NEW YORK: Most of the record physical delivery of sugar by commodities traders at the expiration of the October futures contract at the Intercontinental Exchange (ICE) last week will head to China, according to two traders with knowledge of the deals.
Wilmar International – the Singapore-based food trader that built a large long position and decided to take nearly all of the record delivery of 2.87 million metric tonnes – has closed deals to sell between 1 million and 1.5 million tonnes to China, they said.
According to the traders, who work for two of the largest players in the global sugar trade, Wilmar has also closed deals to send some of the sugar to Indonesia, Egypt and India.
Wilmar has not returned a Reuters request for comment.
The physical delivery of sugar at the expiry of the October contract last week was the largest of any contract, at any year, since raw sugar futures started to be traded in New York – the world’s price benchmark for the sweetener – in 1914.
All of the 2.87 million tonnes of sugar is of Brazilian origin, to be loaded from Brazilian ports between early October to Dec 15. The size of the delivery is enough to fill around 45 Panamax-size vessels.
“We think Wilmar has already sold most, or even all, of that volume,” said the first trader.
“And China bought around 1.2 to 1.5 million tonnes.”
The second trader estimated Wilmar’ sales to China at around 1 million tons.
“They sold it cheaper to have a large book,” he said, indicating the Singapore-based trader will make a profit due to the very large volume.
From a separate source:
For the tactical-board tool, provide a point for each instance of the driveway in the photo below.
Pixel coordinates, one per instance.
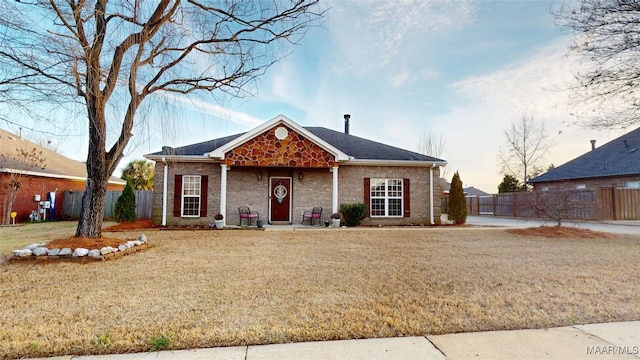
(616, 227)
The fresh Chinese buying comes days after the country decided to resume sales of its sugar reserves – the first time it does it since 2016 – as stocks internally were running low and prices were high.
Traders and analysts said that a combination of several factors led to the large delivery, including the record Brazilian crop, elevated interest rates and the reduced premium between the October and the March contracts at ICE.
“With current interest rates, carrying sugar nowadays costs a lot of money,” the second trader said, referring to the costs of storage and hedging.
It will be a challenging logistic operation for Wilmar and the delivering parties, the traders said, as the rainy season is starting in the South American country and that can delay loading.
A total of six commodities traders decided to deliver the sugar, including China’s COFCO, Louis Dreyfus Co, Sucden and Viterra.
According to ICE rules, deliverers have to bring the sugar to the ports, and the receiver needs to nominate the vessel.
The second source said Wilmar has nominated the first six vessels this week. Most of the loading will take place in Santos and Paranagua ports.
“This massive delivery shall create huge lineups with big waiting times in Oct-Nov when sugar vessels still compete with the grain exports and are also exposed to eventual delays related to the rainy season,” said sugar analyst Claudiu Covrig.